If $Z$ is a submanifold then there is a natural notion of the plane tangent to $Z$ at any point $x$ independent of abstract notions such as equivalence classes of paths and co-ordinates. It is just the subspace of $\mathbb{R}^n$ tangential to $Z$ at $x$. More precisely if $Z = f^{-1}(0)$ it is the kernel of $df(x)$ which we denoted by $K_x$. To relate this to the abstract notion of tangent vector consider a smooth path

$$\gamma\colon (-\epsilon , \epsilon ) \to Z.$$

Because $Z \subset \mathbb{R}^n$ this is naturally a path in $\mathbb{R}^n$. We check first that this is smooth. To do this choose co-ordinates $(U, \psi)$ for $\mathbb{R}^n$ about $x$ satisfying

$$U \cap Z = \{ x \in Z \colon \mid \psi^{d+1}(x)= \dots = \psi^n(x) = 0\}.$$

and denote by $\bar \psi$ the corresponding co-ordinates on $U \cap Z$. Smoothness of $\gamma$ means that the functions $\hat\psi^i \circ \gamma = \psi^i \circ \gamma$ are smooth for each $i = 1, \dots, d$. Because $\gamma$ has image inside $Z$ we also have that $\psi^i \circ \gamma = 0$ for each $i = d+1, \dots, n$ and hence these are also smooth. So $\gamma$ is a smooth path in $\mathbb{R}^n$. Consider the vector $\gamma'(0)$ in $\mathbb{R}^n$. We have that $f\circ \gamma(t) = 0$ for all $t$ so by the chain rule $df(x) (\circ'(0)) = 0$ so that $\gamma'(0) \in K_x$.

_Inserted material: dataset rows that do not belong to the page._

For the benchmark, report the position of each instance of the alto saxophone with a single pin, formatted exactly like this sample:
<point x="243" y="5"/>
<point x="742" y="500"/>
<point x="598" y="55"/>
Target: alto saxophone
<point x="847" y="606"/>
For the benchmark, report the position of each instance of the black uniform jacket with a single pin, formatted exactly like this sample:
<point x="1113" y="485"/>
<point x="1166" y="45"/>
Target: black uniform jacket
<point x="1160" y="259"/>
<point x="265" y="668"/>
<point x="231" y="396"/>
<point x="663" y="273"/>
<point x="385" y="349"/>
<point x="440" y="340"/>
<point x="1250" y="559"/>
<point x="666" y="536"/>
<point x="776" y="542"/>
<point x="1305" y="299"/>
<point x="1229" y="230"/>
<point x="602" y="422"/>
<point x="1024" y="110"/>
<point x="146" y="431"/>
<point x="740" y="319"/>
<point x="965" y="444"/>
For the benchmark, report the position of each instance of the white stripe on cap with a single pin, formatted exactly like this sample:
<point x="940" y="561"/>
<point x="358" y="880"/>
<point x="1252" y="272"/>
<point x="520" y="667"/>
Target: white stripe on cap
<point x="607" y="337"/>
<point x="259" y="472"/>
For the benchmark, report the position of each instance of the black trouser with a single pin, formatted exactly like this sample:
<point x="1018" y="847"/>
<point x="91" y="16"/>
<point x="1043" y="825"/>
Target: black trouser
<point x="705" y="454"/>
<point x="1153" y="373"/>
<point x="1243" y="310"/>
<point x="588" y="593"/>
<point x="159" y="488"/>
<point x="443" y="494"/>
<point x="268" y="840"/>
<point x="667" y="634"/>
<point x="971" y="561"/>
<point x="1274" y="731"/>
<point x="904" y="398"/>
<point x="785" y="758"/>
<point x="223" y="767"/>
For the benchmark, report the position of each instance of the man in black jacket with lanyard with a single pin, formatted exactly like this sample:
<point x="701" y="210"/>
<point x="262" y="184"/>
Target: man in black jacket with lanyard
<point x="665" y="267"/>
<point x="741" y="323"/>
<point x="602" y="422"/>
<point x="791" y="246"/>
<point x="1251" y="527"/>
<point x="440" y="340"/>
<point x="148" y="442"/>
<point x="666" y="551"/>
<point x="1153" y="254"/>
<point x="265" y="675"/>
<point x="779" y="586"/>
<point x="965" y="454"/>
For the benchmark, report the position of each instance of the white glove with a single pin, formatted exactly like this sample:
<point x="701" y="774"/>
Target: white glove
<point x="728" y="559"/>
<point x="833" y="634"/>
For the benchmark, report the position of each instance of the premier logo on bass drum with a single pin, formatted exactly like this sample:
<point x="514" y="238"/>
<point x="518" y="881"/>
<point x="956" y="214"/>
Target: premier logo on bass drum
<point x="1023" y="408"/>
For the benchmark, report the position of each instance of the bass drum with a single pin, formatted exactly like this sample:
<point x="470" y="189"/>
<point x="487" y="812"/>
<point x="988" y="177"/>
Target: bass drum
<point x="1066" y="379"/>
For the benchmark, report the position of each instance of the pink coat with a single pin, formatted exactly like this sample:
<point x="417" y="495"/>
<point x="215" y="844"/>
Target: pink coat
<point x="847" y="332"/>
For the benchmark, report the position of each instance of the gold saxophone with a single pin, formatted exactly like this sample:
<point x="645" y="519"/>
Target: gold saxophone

We can now define a map $T_xZ \to K_x$. If $X \in T_xZ$ then we choose a path $\gamma$ whose tangent vector at 0 is $X$ and map $X$ to $\gamma'(0) \in K_x$. We have to check first that this is well-defined. Let $\rho$ be another such path and consider the co-ordinates $\bar \psi$. By definition we have

$$(\bar\psi^i\circ\gamma)'(0) = (\bar\psi^i\circ\rho)'(0)$$

for every $i = 1, \dots, d$. Hence we also have

$$(\psi^i\circ\gamma)'(0) = (\psi^i\circ\rho)'(0)$$

for every $i = 1, \dots, d$. But

$$(\psi^i\circ\gamma)'(0) = (\psi^i\circ\rho)'(0) = 0$$

for $i = d+1, \dots, n$ so we have

$$(\psi^i\circ\gamma)'(0) = (\psi^i\circ\rho)'(0)$$

for $i = 1, \dots, n$. Hence $X$ maps to the same element of $K_x$ whether we use $\gamma$ or $\rho$. To show that this map is injective we use a similar argument. It is easy to see that this map is linear. Hence, counting, dimensions we see that this is a linear isomorphism.

We conclude that if $Z \subset \mathbb{R}^n$ is a submanifold and we consider the tangents to all the paths through $x \in Z$, thought of as maps into $\mathbb{R}^n$ then they span the space $K_x$.